À cela s’ajoutent les préjugés et la méconnaissance de la maladie, toujours difficilement compréhensible tant qu’on ne l’a pas vécue. Et quand bien même on connaît le sujet sur le bout des doigts, interroger une personne sur une situation qui la met en difficulté est toujours délicat.
Face à tout ça, je n’ai pas de solution miracle :
à chacun de chercher les mots, les gestes qui peuvent montrer le soutien, la présence et la sollicitude pour ces mamans ballottées par la vie.
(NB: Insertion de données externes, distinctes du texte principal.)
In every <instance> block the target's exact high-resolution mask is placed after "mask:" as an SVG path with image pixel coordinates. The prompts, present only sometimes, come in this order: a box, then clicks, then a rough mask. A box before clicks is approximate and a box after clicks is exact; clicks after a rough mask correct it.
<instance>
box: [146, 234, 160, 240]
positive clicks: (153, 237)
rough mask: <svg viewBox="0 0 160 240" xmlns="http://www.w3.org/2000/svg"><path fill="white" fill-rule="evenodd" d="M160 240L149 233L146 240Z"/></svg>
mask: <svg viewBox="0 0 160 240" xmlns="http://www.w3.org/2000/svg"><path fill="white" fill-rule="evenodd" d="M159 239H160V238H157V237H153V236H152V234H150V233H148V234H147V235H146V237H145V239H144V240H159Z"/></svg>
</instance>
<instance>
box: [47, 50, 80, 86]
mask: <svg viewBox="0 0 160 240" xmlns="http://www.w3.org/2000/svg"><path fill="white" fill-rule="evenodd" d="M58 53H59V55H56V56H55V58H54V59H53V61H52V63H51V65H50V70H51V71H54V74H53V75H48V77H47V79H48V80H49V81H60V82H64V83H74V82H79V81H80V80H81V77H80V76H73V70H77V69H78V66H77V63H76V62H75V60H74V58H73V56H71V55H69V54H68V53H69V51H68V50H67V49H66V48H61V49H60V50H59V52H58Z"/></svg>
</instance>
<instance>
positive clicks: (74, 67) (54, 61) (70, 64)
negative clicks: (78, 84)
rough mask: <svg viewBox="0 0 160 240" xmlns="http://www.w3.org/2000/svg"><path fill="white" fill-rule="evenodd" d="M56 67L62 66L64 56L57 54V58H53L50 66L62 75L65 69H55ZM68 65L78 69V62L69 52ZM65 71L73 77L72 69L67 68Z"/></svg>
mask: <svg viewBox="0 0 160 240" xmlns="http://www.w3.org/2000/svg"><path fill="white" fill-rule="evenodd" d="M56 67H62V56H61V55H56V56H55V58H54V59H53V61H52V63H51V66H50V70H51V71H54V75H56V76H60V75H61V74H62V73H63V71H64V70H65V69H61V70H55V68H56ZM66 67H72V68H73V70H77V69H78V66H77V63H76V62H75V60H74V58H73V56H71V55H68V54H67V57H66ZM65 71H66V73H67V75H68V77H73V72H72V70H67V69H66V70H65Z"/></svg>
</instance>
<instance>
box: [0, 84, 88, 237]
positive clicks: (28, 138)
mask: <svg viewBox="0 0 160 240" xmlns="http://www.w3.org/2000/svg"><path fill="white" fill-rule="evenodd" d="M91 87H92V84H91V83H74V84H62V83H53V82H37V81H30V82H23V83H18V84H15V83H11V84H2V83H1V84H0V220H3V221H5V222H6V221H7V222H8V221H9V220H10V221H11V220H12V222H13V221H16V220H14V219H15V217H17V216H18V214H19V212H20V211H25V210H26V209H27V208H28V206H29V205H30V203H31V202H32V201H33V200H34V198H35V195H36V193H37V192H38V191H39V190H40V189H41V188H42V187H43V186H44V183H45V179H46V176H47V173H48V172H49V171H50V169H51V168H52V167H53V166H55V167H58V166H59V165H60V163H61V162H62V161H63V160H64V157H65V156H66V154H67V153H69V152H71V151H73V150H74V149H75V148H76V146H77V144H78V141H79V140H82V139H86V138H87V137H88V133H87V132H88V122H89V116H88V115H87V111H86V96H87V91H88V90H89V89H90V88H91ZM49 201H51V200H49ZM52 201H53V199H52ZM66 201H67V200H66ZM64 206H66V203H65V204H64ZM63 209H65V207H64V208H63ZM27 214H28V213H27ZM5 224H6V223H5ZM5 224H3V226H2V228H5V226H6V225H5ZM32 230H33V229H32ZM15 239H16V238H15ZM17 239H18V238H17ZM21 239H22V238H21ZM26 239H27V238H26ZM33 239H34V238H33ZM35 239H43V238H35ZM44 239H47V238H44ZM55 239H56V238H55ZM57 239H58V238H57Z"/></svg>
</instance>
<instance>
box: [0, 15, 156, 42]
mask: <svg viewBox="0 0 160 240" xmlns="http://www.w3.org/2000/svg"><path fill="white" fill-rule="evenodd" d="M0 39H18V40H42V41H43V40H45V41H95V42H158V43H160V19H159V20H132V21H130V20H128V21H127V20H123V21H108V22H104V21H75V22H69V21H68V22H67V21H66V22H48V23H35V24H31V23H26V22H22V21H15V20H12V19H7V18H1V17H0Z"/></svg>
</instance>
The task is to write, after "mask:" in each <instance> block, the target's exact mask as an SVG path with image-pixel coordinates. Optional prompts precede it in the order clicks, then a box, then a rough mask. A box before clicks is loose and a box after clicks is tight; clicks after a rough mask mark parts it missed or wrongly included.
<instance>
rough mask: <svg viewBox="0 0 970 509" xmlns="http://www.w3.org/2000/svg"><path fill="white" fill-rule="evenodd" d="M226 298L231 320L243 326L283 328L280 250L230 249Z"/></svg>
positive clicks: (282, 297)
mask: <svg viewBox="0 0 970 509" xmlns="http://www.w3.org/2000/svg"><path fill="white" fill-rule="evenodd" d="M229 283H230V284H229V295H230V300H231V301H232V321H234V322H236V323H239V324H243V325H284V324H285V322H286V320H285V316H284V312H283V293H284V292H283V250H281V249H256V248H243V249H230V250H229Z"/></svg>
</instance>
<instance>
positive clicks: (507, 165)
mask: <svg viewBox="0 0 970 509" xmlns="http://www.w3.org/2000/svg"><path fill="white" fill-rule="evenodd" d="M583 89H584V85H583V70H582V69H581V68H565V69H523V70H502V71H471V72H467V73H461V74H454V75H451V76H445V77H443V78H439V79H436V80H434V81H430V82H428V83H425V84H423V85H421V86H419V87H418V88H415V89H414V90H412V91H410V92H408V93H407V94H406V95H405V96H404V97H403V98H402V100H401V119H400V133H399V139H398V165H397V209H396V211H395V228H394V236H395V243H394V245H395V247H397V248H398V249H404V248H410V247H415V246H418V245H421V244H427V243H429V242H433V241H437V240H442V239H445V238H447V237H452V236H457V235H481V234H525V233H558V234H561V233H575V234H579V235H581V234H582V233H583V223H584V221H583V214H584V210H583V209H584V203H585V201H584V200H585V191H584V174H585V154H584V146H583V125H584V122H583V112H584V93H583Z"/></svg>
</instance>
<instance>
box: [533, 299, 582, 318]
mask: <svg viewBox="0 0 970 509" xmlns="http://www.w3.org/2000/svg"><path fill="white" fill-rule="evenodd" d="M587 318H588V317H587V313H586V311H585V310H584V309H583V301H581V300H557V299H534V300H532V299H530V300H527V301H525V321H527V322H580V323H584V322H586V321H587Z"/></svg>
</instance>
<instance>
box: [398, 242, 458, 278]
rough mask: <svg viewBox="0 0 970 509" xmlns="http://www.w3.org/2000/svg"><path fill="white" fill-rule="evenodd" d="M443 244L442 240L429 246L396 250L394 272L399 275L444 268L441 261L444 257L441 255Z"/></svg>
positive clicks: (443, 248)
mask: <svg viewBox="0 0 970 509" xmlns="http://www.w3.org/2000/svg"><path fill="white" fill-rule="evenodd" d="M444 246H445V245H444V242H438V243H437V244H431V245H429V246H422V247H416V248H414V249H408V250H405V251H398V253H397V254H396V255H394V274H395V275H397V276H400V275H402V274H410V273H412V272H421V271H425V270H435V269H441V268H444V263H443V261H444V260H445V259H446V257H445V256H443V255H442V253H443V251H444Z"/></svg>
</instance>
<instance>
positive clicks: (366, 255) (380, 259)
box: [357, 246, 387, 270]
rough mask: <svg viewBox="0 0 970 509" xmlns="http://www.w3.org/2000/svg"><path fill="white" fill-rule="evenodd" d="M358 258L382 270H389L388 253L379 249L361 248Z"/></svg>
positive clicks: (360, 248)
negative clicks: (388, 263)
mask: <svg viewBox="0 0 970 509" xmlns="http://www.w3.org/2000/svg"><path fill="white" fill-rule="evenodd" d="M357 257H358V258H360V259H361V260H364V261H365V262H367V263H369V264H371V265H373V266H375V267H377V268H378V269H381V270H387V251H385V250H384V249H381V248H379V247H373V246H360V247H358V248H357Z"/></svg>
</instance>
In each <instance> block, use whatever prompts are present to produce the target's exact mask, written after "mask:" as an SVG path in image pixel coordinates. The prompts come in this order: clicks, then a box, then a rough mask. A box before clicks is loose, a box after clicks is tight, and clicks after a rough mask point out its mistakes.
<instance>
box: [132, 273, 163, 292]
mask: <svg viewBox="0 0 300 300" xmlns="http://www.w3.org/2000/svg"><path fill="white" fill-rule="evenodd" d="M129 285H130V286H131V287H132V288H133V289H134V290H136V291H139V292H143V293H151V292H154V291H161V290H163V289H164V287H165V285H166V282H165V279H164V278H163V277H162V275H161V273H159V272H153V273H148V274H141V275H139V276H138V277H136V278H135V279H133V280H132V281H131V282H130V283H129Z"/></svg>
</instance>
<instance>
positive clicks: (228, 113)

La bienveillance et le non-jugement restent assurément des aides précieuses.
Ce qui me semble important cependant, c’est de parler.
- Parler aux mamans en difficulté, aux mamans épanouies, aux papas, aux futurs parents, aux proches et aux connaissances.
- Parler de la dépression, de l’épuisement maternel, des mamans qui n’en peuvent plus.
- Dire que la vie n’est pas toujours facile à vivre, que les plus beaux événements de nos destins sont parfois aussi ceux qui nous font trébucher, serait-ce la naissance de l’enfant que nous aimons plus que tout.
- Dire que la vulnérabilité fait partie intégrante de notre nature humaine et qu’elle peut se révéler un formidable atout d’évolution, une fois la souffrance apaisée.
À celles qui vivent des moments de détresse terrifiants, à celles qui ont le sentiment que si elles lâchent, leur monde va s’effondrer, à celles qui boivent la tasse, qui perdent pied, à celles qui ont perdu le goût de tout, je voudrais simplement poser ma main sur leur bras et leur dire du fond du cœur deux choses essentielles auxquelles elles ne croiront sans doute pas :
- « Vous n’êtes pas seules. »
- « Vous pouvez vous en sortir. »
Moi non plus, je n’y croyais pas.
C’est même le propre de la dépression, d’avoir perdu tout espoir. La douleur noie tout, on ne voit plus rien, plus personne, seule reste la souffrance. Alors, s’en sortir…
Je ne vous fais aucune promesse, je ne vous parle que de mon expérience.
Ça fait quatre ans, l’âge de ma princesse. Quatre ans de tsunamis, de tempêtes, d’effondrements et déchirements en tous genres. Mais au bout de ces quatre ans, le soleil se lève à nouveau, le ciel se dégage et je retrouve enfin un horizon de vie. Aujourd’hui, grâce à ma thérapie, au soutien et à l’amour de ceux qui m’entourent, je redonne un souffle nouveau, un élan vital à la femme que je suis, je m’écoute et je réinvente mon avenir. Alors si j’ai pu le faire, vous le pouvez aussi.
Et à toutes les mamans, quelle que soit votre situation :
Prenez soin de vous !
Ce témoignage nous a été transmis par une Fabuleuse maman, Cécilia.